Big Data analytics coursework 2
Greig Dighton
H00296387
Introduction
This report will aim to gain a further knowledge of the Superstore dataset with the goal of understanding how to increase their profits. This task will be completed by combing through the data to understand what is working well and what is not performing to the same standards. By doing so we will be able to identify areas that are in need of improvement when it comes to profitability. Once the issues have been identified we will discuss ways in which adjustments can be made, so that the company is able to become more profitable.

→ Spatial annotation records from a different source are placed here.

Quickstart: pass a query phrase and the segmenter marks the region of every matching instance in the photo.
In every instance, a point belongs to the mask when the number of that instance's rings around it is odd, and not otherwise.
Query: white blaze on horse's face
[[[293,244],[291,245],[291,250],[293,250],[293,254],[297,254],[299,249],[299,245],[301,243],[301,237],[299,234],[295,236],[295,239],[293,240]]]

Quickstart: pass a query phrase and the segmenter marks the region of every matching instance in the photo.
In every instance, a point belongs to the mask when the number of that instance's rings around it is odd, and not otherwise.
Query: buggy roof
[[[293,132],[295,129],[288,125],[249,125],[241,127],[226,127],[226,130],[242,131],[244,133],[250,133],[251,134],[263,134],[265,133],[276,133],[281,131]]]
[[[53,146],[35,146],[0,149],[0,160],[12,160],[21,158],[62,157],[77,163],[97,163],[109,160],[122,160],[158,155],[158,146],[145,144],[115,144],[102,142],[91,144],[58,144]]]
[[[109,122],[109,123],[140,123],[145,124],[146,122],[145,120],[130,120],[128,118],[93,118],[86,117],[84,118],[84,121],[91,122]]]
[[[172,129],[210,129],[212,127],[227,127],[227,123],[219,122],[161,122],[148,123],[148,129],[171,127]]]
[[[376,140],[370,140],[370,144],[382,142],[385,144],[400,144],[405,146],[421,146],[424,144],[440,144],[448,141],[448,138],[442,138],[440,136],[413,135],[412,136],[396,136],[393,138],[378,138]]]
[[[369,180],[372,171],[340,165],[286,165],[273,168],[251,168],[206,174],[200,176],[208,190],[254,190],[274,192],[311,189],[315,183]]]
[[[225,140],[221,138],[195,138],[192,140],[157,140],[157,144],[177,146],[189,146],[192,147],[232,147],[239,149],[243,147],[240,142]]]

The findings of this report will also be shown in graphical form to allow for an easier viewing of our findings. This will allow us to visually show where the provided company has been losing out on profits and allow us to make suggestions as to what areas of the business they should be aiming to improve in.
Importing data
First and foremost we must upload the dataset to view any form of data. I used the head function to show off the first 5 rows of the dataset to ensure that this had worked properly and that I could see the data was there. Once this had been done I created a summary of the full data set in order to check whether all the features that are expected are correct in accordance with the companies specifications that were provided. I was soon able to check this off through the use of the describe function that listed the features and the numbers within each feature that lay within the dataset. This then allowed me to look at individual features to check what lay within them, and whether this was accurate with what the company provided with us. I first checked the categories feature and soon discovered that the company has 3 separate categories, Office Supplies, furniture, and technology, this fits in line with the specification as we were expecting to find 3 separate categories. I then proceeded to check the sub categories section to understand what lay within it and to check that there was the correct amount as per the specification. This turned out to be correct. I also made sure to look out for any outlier sub categories that may not belong, but they were all satisfactory. Once this was done I then proceeded to check the state category, checking there were no invalid states, none were misspelled, or there was a wrong amount. This all checked out well with 49 correct states, which sits in line with the specifications.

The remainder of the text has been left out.